Old Catalogs Get Digital Makeover That Allows Easy Updates in Real Time

The catalog — that staple of direct-to-consumer (D2C) and business-to-business (B2B) commerce — could use a digital makeover.

We’re roughly a century removed from Sears and Roebuck; we’re decades into the age of the internet.

And yet, as Elastic Path CEO Jamus Driscoll told Karen Webster, the experience is clunky and inefficient in its current digital incarnation. Brands are dealing with D2C initiatives, with wholesale, with a slew of different channels.

“There are so many different ways in which you can, and should want to, merchandise and let customers experience the uniqueness of your products,” said Driscoll.

However, on eCommerce platforms, the catalogs have been creating complexities, which in turn gives rise to friction.

On the web, brands and enterprises have only a few minutes, seconds really, to fully engage the end user, whether it be a consumer or B2B transaction. Within that short window, they have to offer the right product, within context, at an appealing price.

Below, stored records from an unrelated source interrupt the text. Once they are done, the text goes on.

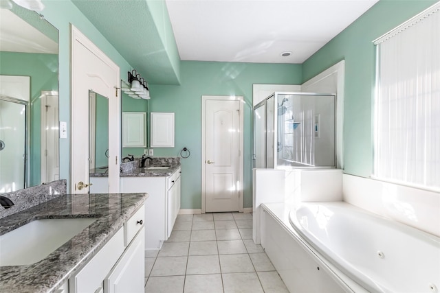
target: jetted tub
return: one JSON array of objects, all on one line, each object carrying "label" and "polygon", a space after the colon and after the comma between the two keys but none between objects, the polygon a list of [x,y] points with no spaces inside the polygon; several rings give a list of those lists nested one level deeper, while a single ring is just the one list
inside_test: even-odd
[{"label": "jetted tub", "polygon": [[294,228],[372,292],[440,292],[440,237],[345,202],[302,203]]}]

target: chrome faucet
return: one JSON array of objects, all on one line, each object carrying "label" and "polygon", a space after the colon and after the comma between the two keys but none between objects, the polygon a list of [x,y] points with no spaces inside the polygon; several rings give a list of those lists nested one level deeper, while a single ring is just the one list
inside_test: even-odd
[{"label": "chrome faucet", "polygon": [[11,200],[3,196],[0,196],[0,204],[5,209],[9,209],[14,205]]},{"label": "chrome faucet", "polygon": [[151,160],[153,160],[153,158],[151,158],[151,156],[146,157],[144,154],[142,154],[142,158],[140,160],[140,168],[143,168],[144,167],[145,167],[145,161],[148,159],[150,159],[150,162],[151,161]]}]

As he put it, the digital channel is no longer a destination — it’s the heartbeat of the business.

Working With the Workarounds

The catalog experience has been largely unchanged since the rise of the internet in the mid-1990s, tied to a rigid, fused database structure, which in turn meant that development teams have had to craft “workarounds” to get their products digitally presentable. The “generation one” commerce engine has a hierarchy, which is how contents are related to one another. When variations are thrown into the mix, say with a subset of catalogs, that’s when technological complexities arise.

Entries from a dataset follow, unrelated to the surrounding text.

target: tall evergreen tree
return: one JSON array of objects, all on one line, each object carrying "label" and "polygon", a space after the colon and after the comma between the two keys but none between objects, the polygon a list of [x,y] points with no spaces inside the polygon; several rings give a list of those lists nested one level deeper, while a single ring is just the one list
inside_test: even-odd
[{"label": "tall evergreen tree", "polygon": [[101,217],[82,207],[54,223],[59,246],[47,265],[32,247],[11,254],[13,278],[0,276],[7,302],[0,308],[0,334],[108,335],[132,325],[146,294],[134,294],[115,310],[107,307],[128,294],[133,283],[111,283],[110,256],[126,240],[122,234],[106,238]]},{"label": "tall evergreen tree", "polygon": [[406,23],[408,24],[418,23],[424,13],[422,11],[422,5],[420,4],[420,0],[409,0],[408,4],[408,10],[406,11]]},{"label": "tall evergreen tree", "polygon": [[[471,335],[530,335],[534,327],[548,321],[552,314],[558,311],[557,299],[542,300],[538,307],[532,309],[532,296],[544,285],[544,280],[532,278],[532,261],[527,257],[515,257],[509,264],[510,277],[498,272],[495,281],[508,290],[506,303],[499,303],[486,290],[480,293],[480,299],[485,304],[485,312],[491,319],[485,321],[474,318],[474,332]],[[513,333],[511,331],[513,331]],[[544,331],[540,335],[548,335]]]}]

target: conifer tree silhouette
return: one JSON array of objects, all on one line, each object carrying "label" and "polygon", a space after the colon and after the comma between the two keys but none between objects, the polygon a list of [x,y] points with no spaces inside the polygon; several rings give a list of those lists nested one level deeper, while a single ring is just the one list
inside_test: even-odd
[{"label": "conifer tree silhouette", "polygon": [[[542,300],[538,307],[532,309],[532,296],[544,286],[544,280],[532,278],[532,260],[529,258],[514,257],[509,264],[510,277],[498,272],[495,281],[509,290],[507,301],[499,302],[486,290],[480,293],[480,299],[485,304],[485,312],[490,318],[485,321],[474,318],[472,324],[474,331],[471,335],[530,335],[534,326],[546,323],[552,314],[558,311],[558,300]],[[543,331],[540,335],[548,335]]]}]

“You may have to run another instance of the platform just to get the level of control that’s desired,” said Driscoll.

The conversation took place against a backdrop in which Elastic Path has launched EP Product Experience Manager (PXM).

In terms of the mechanics, EP PXM centralizes commerce product merchandising and catalog creation into one place. Merchandisers determine how and when they engage users online with their wares in a bid to optimize price discovery and conversions across all manner of touchpoints. Enterprises can organize products into unlimited hierarchies and assign multiple price books to products as they design and launch promotions.

At a high level, commerce teams can design and launch differentiated product experiences across channels in-house, without having to rely on the heavy technical lift provided by the IT department.

That streamlined reimagining of the catalog database itself — using existing infrastructure — allows brands to have more configurable means through which to present products to different customers.

“The database itself does not change, but what gives brands the ability to use that database and tailor it is what changes,” he said.

Using the company’s catalog composer too, complete with a merchant driven rules engine, a merchant can build catalogs on the fly and improve customer engagement.

“The brands want simplified, consolidated and flexible architectures that allow them to manage the needs of the modern app,” he said.

The new Elastic Path offering allows links directly from what’s configured in the database to the visual image and pricing data that allows a consumer to move quickly from browsing to buying, he said. The catalog thus becomes a differentiator for brands that gives rise to shoppable moments that increase conversions and minimize returns (which can be expensive to the merchants).

As Driscoll told Webster: “Empowering merchants with the tools they need to quickly move merchandise exactly the way they want is the engine of growth.”